I study his driving, looking for weaknesses. He’s overdriving the car, sliding more than necessary in the traction zones. Nervous, perhaps. He’s aware of my advancing approach.
“DRS enabled,” Tom confirms as I close within a second of Bertrand’s rear wing.
Down the main straight, I deploy the DRS, gaining precious km/h as the drag reduces. But Bertrand defends aggressively, moving late to block my inside line. I back off slightly, recalibrating.Let’s pressure him.
Next lap, same scenario, but this time, I feint toward the inside, triggering his defensive move, then switch to the outside. We enter Turn 1 side by side, inches apart at over 280 km/h. He tries to squeeze me toward the outside edge of the track, but I hold firm.
Through Turn 2, we’re still together, neither yielding. His front wing is alongside my rear tire—the most dangerous position, where a mistake from either of us means disaster.
I give him just enough space—no more, no less. Into Turn 3, I have the inside line, and physics is on my side. He’s forced to concede, falling in behind me. P11.
“Clean racing,” Tom remarks, a note of relief in his voice.
The battle has cost us time, though, and ahead, Felix Becker’s Baretta is now visible—he’s recovered positions during the pit cycle by going longer with his tires to create a gap to the back. It’s like a flashback to our karting days, chasing each other around circuits across Europe.

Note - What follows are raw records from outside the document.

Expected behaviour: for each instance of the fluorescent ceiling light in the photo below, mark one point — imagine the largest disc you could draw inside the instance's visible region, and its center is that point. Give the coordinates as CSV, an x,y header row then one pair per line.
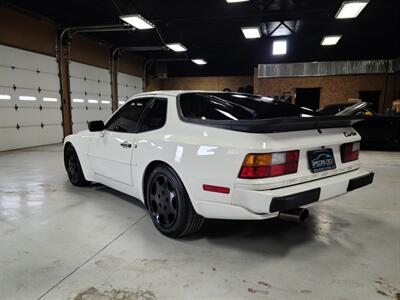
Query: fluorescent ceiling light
x,y
48,99
177,47
137,21
199,61
251,32
330,40
279,48
351,9
27,98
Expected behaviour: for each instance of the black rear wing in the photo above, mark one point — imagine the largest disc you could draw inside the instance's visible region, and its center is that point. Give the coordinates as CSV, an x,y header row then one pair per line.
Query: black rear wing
x,y
280,124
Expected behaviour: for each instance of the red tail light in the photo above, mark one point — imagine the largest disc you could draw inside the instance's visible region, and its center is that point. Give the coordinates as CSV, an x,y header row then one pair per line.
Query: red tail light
x,y
269,164
350,151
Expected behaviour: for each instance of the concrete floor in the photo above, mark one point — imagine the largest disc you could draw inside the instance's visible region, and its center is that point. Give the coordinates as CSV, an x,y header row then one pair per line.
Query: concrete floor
x,y
62,242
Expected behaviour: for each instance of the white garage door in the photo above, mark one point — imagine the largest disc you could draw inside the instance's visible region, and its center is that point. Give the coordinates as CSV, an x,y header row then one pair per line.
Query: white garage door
x,y
90,94
128,86
30,113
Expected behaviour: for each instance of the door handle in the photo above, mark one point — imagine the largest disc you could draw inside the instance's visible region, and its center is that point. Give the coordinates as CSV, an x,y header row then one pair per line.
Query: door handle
x,y
126,144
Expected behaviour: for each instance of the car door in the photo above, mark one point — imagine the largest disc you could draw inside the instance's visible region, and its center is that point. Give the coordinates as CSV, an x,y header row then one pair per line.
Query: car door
x,y
110,151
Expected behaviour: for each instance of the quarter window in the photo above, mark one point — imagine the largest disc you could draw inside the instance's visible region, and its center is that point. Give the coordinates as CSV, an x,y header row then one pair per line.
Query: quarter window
x,y
127,119
156,115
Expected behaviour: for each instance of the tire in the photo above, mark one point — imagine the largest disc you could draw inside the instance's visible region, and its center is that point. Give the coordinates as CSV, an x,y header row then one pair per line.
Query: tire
x,y
169,205
73,167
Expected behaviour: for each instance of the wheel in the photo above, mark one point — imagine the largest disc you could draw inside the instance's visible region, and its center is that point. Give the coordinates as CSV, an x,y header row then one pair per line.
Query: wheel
x,y
74,168
169,205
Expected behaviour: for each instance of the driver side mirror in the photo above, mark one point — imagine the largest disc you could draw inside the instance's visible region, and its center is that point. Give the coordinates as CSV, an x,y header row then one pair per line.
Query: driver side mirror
x,y
96,126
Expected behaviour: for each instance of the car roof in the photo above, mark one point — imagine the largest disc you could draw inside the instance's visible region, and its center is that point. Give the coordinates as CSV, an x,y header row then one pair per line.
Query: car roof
x,y
175,93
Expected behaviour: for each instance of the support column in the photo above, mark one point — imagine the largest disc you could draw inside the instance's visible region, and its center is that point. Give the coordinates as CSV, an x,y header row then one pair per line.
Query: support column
x,y
114,81
63,63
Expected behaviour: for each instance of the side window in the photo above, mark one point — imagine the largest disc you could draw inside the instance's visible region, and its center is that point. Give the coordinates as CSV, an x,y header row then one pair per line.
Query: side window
x,y
127,119
156,115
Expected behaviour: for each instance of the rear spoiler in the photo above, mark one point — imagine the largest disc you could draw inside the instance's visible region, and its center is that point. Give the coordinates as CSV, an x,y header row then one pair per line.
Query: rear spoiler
x,y
280,124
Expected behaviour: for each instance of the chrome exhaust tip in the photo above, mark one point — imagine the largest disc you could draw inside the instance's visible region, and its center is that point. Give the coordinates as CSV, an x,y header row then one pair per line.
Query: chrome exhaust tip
x,y
297,215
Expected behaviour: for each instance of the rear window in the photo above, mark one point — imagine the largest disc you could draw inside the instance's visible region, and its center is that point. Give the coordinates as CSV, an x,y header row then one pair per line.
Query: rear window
x,y
231,106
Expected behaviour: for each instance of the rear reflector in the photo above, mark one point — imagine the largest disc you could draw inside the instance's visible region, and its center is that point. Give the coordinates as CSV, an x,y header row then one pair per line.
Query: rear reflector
x,y
216,189
269,165
350,151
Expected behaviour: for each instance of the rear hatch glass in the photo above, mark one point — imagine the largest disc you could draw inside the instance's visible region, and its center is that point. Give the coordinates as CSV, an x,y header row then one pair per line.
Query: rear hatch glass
x,y
231,106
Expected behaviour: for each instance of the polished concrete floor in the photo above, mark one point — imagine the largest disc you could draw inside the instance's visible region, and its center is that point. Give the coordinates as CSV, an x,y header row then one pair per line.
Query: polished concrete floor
x,y
62,242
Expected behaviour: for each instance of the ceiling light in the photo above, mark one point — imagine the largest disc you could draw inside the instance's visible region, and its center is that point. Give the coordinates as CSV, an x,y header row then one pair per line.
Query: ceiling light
x,y
27,98
177,47
199,61
137,21
351,9
49,99
279,48
251,32
330,40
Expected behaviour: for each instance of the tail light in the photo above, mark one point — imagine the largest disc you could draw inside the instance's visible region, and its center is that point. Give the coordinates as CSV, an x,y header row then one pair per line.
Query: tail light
x,y
269,164
350,151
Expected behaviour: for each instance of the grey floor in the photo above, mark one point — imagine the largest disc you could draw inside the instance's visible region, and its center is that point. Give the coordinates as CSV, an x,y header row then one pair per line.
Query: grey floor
x,y
62,242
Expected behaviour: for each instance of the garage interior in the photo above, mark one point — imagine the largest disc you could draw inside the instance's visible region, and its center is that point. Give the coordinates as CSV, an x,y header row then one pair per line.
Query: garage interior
x,y
64,63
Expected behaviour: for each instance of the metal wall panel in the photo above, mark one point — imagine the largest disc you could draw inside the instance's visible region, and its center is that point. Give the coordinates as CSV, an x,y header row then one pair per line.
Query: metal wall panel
x,y
90,94
326,68
128,86
30,113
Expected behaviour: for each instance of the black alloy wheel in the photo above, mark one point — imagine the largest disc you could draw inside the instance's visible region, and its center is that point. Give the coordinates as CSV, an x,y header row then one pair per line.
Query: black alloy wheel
x,y
169,205
163,202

For five laps, I hunt him, learning his lines, noting how he’s gentle with the tires through the high-speed sections. Felix was always smooth—a natural talent who makes everything lookeffortless. Tires last a lifetime with him. This guy has a talent many would die for. Maybe he’s going for a one-stop stint.
“Ten laps remaining,” Tom announces. “P11 is good, but keep pushing if you can.”
I’m about to respond when it happens—ahead, smoke billows from one of the Scuderia Nova cars exiting Turn 12. Almost simultaneously, a ProTech Energex car locks up trying to avoid it, sliding straight into the barriers. Yellow flags wave frantically, then...
“Safety car deployed. Safety car deployed.”
This is it—a strategic opportunity. “What do you think?” I ask Tom. “Fresh tires? I’m near the box! Mate, do I go or not?”
“Pit this lap,” he confirms immediately. “Pit, pit, pit!”